Le jeune César, proscrit par Sylla, qui voyait déjà en lui «plusieurs Marius», tomba, auprès de l'île de Pharmacuse, une des Sporades, entre les mains des pirates. Ceux-ci lui demandèrent vingt talents pour rançon; il se moqua d'eux de ne pas mieux savoir quelle était la valeur de leur prisonnier, et il leur en promit cinquante (environ 110,000 fr.). Il envoya ensuite ceux qui l'accompagnaient, dans différentes villes, pour ramasser cette somme et demeura avec un seul de ses amis et deux domestiques au milieu de ces Ciliciens, les plus sanguinaires des hommes, dit Plutarque[2]. Il les traitait avec tant de mépris que, lorsqu'il voulait dormir, il leur envoyait commander de faire silence. Il passa trente-huit jours avec eux, moins comme un prisonnier que comme un prince entouré de ses gardes. Plein d'une sécurité profonde, il jouait et faisait avec eux ses exercices, et composait des poèmes et des harangues qu'il leur lisait. Les pirates, mauvais juges sans doute, avaient encore le défaut d'être trop francs. Ils critiquèrent sans mesure le jeune orateur qui, avec toute la morgue d'un grand seigneur romain, les traitait d'ignorants et de barbares qu'il ferait mettre en croix pour leur apprendre à s'y mieux connaître. Les pirates aimaient cette franchise et en riaient. Dès que César eut reçu de Milet sa rançon, et qu'il la leur eut payée, le premier usage qu'il fit de sa liberté, ce fut d'équiper secrètement quelques galères pour combattre les brigands. Il prit si bien ses mesures que tous les pirates encore à l'ancre tombèrent entre ses mains. Il les remit en dépôt dans la prison de Pergame et alla trouver Junius, à qui il appartenait, comme préteur d'Asie, de les punir. Junius jeta un œil de cupidité sur l'argent qui était considérable et dit qu'il examinerait à loisir ce qu'il ferait des prisonniers. Il voulait probablement les vendre à son profit. Mais César, laissant là le préteur, fit mettre en croix les pirates, comme il leur avait souvent annoncé dans l'île avec un air de plaisanterie. Ainsi, ce fut à Pharmacuse et sur des pirates que César, tout jeune encore, commença à montrer la supériorité de son génie, et à pratiquer le grand art de maîtriser la fortune et de dominer les hommes.

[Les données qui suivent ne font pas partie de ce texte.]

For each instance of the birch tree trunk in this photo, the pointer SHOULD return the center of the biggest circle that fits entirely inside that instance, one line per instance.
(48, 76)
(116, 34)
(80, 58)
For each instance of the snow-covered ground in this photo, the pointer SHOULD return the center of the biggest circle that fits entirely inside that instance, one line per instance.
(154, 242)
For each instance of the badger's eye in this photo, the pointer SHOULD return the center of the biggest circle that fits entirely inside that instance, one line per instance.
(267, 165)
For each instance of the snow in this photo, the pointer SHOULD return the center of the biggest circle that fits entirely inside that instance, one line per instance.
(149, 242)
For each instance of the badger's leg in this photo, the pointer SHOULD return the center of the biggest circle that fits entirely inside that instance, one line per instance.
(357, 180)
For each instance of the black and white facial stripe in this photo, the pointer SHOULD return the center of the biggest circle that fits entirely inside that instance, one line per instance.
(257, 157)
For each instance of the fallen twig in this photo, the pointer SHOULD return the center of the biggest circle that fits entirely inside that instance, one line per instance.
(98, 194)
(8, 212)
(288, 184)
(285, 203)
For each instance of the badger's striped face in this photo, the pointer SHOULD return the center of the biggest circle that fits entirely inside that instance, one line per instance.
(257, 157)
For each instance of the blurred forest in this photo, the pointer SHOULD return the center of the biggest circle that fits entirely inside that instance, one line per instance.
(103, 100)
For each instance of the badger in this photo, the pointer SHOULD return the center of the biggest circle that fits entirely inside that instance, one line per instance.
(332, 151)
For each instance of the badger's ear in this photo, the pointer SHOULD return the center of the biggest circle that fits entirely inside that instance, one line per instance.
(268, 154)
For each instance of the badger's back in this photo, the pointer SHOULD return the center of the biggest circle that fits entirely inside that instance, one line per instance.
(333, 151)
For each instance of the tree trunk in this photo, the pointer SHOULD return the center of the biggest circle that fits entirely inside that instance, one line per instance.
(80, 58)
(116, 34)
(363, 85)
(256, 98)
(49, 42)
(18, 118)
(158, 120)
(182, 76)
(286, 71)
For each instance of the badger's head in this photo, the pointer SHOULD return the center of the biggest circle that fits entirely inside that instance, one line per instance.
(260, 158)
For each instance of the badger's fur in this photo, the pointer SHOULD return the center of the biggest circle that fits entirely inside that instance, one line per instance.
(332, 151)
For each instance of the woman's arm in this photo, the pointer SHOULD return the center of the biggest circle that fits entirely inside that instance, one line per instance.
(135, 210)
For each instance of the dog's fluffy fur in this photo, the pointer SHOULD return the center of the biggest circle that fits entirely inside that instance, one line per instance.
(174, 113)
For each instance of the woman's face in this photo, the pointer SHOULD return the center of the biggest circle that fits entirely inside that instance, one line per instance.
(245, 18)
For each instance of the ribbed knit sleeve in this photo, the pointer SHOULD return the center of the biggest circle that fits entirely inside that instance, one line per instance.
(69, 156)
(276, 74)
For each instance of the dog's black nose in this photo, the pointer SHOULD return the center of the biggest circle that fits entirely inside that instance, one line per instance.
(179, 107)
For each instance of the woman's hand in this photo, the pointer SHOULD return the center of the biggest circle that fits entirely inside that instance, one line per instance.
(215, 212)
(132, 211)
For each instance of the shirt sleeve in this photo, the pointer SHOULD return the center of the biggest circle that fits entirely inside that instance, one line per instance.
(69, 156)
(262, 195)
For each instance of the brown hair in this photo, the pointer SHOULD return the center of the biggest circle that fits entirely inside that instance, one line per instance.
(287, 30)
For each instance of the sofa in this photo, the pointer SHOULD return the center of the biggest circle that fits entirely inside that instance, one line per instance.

[1] «Sinum aureum», Florus, III, 7.

[2] Vie de César; Suétone, id., IV.

Pendant ce temps, les Romains étaient engagés dans leurs terribles guerres civiles et se livraient entre eux des combats aux portes de la ville, laissant ainsi la mer sans protection. La piraterie s'étendait de jour en jour et causait d'immenses dommages à l'État et aux particuliers. Elle avait accaparé tout le mouvement maritime de la Méditerranée. L'Italie ne pouvait plus exporter ses produits ni importer ceux des provinces. Les laboureurs abandonnaient leurs champs, la navigation était interrompue, le commerce entravé; la ville manquait d'approvisionnements, et la cherté des vivres excitait les plaintes des habitants. Les Romains affamés regardaient avec stupeur la Méditerranée et n'osaient plus l'appeler «nostrum mare».